00:21:30.805 You can say, 'I know the email address; who was the name?' Right? Like, who was the person? And also, if something doesn't match, nothing gets returned because all of the clauses must be true for anything to be true. There can be multiple unknowns, so just by playing with this data structure, you can get all kinds of interesting information out of your system.
00:22:34.920 So, let’s make our domain even more complicated. GitHub has this concept of repositories, and to make it even more complicated, repositories are owned by organizations or users. Now, I want you to think about this for a second. How would you develop a SQL database such that you have users, organizations, and repositories, but a repository is sometimes owned by a user and sometimes by an organization? Think back.
00:23:36.820 So, usually, you would end up with one of a couple of solutions, all of them really suboptimal, where you either have multiple columns where some things might be null, or you have additional tables for many-to-many relationships, and you have a bunch of code, or you ignore the data in the database completely. In Ruby, you're basically just running around with a bunch of 'ifs' everywhere.
00:24:15.609 Let’s see how this works in Datalog. First of all, we create a new entity for our organization. This is 44, a brand new ID. Next, we create a repository 55. Notice what happens here: 55 repo owner 44. This value is actually a reference to a different entity in our system. Similarly, we can create another repository, DataScript, whose repo owner is 22, which is Tomsky. I want to point a couple of things out here.
00:25:38.070 First of all, this 44 and 22—while it makes sense from a database perspective—are really crude from a user experience, like a developer experience. There’s some nice sugar syntax where you can replace this reference with a two-element vector. This actually says to find me the entity such that org equals 44, and it’ll replace it one with the other. Hopefully, now it’s a little more obvious what kind of polymorphism is going on.

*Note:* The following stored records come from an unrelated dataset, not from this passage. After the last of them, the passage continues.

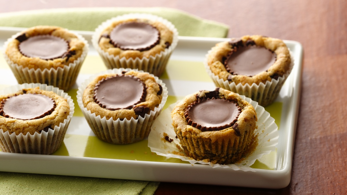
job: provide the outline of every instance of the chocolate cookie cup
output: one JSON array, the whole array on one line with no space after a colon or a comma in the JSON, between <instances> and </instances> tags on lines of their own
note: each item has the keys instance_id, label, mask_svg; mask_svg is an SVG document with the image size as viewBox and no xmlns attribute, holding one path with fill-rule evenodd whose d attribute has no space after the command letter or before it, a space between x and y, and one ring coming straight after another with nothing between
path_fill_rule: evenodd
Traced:
<instances>
[{"instance_id":1,"label":"chocolate cookie cup","mask_svg":"<svg viewBox=\"0 0 347 195\"><path fill-rule=\"evenodd\" d=\"M40 83L65 91L74 84L88 51L81 36L49 26L27 29L4 47L5 59L18 83Z\"/></svg>"},{"instance_id":2,"label":"chocolate cookie cup","mask_svg":"<svg viewBox=\"0 0 347 195\"><path fill-rule=\"evenodd\" d=\"M221 88L187 96L171 117L185 153L197 160L236 163L257 144L254 108L237 94Z\"/></svg>"},{"instance_id":3,"label":"chocolate cookie cup","mask_svg":"<svg viewBox=\"0 0 347 195\"><path fill-rule=\"evenodd\" d=\"M114 68L86 80L78 88L77 100L97 137L127 144L148 137L167 94L165 83L153 74Z\"/></svg>"},{"instance_id":4,"label":"chocolate cookie cup","mask_svg":"<svg viewBox=\"0 0 347 195\"><path fill-rule=\"evenodd\" d=\"M52 86L24 83L0 91L0 149L50 154L60 146L75 108L70 96Z\"/></svg>"},{"instance_id":5,"label":"chocolate cookie cup","mask_svg":"<svg viewBox=\"0 0 347 195\"><path fill-rule=\"evenodd\" d=\"M294 60L282 40L254 35L217 44L204 63L216 86L266 106L278 96Z\"/></svg>"},{"instance_id":6,"label":"chocolate cookie cup","mask_svg":"<svg viewBox=\"0 0 347 195\"><path fill-rule=\"evenodd\" d=\"M170 22L146 14L110 19L95 29L92 42L107 68L130 68L159 76L177 45L178 33Z\"/></svg>"}]
</instances>

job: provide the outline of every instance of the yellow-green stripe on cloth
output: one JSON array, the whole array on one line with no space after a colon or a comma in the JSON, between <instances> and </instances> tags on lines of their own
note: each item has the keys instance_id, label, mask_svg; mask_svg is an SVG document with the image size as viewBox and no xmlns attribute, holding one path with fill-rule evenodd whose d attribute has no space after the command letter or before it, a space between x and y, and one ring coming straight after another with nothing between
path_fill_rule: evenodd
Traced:
<instances>
[{"instance_id":1,"label":"yellow-green stripe on cloth","mask_svg":"<svg viewBox=\"0 0 347 195\"><path fill-rule=\"evenodd\" d=\"M96 8L35 10L0 14L0 26L61 26L93 31L103 22L129 13L149 13L175 25L180 36L225 37L226 25L180 10L163 8ZM2 166L11 165L1 165ZM25 166L23 162L23 166ZM30 170L28 167L28 170ZM54 169L52 167L52 169ZM153 194L159 182L0 172L0 194Z\"/></svg>"}]
</instances>

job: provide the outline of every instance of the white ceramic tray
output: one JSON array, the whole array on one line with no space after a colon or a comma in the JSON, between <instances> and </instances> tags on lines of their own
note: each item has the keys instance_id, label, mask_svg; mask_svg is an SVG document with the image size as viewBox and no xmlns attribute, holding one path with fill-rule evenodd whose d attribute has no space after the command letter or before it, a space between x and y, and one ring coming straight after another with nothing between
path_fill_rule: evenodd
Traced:
<instances>
[{"instance_id":1,"label":"white ceramic tray","mask_svg":"<svg viewBox=\"0 0 347 195\"><path fill-rule=\"evenodd\" d=\"M2 51L4 41L22 30L0 27L0 48ZM97 72L105 70L101 58L91 46L90 41L92 32L76 32L89 41L90 51L82 66L75 89L95 73L95 70ZM199 90L214 89L214 84L204 72L202 62L207 51L217 43L228 40L179 38L178 44L170 58L167 72L160 78L166 84L169 91L167 107L182 97ZM303 52L300 43L292 41L285 42L294 55L294 68L283 85L277 102L265 108L278 123L278 145L276 152L265 155L253 167L255 172L212 168L207 165L184 163L178 159L160 159L156 156L156 154L151 154L148 148L141 150L139 147L142 147L143 145L141 144L120 146L108 145L94 137L84 117L75 116L74 114L63 145L58 151L50 155L7 153L0 151L0 171L262 188L285 187L289 184L291 176ZM0 63L1 90L17 82L2 57L0 57ZM192 67L194 70L198 70L194 72L199 74L194 75L194 72L186 72ZM190 76L185 77L185 74L188 74ZM187 79L187 78L189 78ZM76 94L74 91L69 91L71 96ZM76 109L78 107L75 104L76 114L78 112ZM143 145L146 143L146 140L144 141ZM129 152L122 151L128 151ZM139 152L137 152L138 151ZM121 154L113 154L118 152ZM139 153L141 154L138 154Z\"/></svg>"}]
</instances>

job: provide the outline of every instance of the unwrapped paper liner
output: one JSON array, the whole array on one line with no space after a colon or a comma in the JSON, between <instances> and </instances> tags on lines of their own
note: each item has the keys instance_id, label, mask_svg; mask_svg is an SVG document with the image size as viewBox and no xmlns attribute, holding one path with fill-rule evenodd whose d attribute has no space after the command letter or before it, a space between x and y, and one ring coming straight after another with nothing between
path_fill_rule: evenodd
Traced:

00:26:59.260 Because first of all, we have two repositories; one is owned by an organization, and one is owned by a user. They are both called 'repo owner' because that’s from a domain perspective exactly what they are. We don’t care about this. The next thing is, notice that we’ve never said anything about schemas. Datalog has no concept of schemas. Most systems, most databases, they force you to encode the schema during writes. Datalog reverses it and says that the schema you apply is during a read, not during a write.
00:28:44.240 So it's actually very nice because, it turns out, a username is always going to be a string no matter what, but the context of when you actually apply this information changes over time. It allows you to create these kinds of arbitrary polymorphisms. It also allows you to create different kinds of polymorphism. Even though there is no example of this here, imagine if there was such an entity that sometimes needed to behave as if it was an organization, but sometimes as if it was a user.
00:29:51.063 That one entity could have both attributes, and depending on whether you're querying by the user or by the organization, it would behave as that entity. So, there are very different kinds of polymorphism that you can achieve because of this kind of flexibility. So, let's do a query. We start off with the username 'con scheme', and then we're gonna find the repositories that are owned by this user.
00:30:44.600 Notice again, we’re using that magical 'P' because it’s the same name; it’ll find the same values in our system, and then it’ll bind the Rs for the repository, and it’ll give us back the result. This says, given a username, what are all the repositories that are owned by this user? As I've been repeating over and over again, there’s no concept of order.
00:31:14.740 So anything that is unknown is interesting. You can flip it; you can say, 'I know what the repository is; what is the username?' Or I can say, 'I don’t know either of those things; give me all of the repositories.' So now the question is: why did it only return DataScript? What happened to Closure?
00:32:29.250 Don't be shy; come on. It’s this username thing. We’ve created a point; we’ve created complexity in our system because of the way our domain is. Our domain is dirty and complex, and this is the way the real world works. But since we’ve created this complexity, we have to now deal with it, right? This action, this query actually returns all repositories such that they're owned by users.
00:33:11.580 If we're interested in organizations, we just switch 'username' with 'org name', and now we get Closure. Sometimes we don't care, so we have to be explicit about it, but we can do that polymorphism, right? We can say, 'I don’t care if it was an organization or a user; just tell me what all the repositories in the system are.' Now this 'or' thing is actually a little sugar syntax for something called a rule. A rule is essentially a different data structure somewhere else in the system where you give a name to a certain set of behaviors.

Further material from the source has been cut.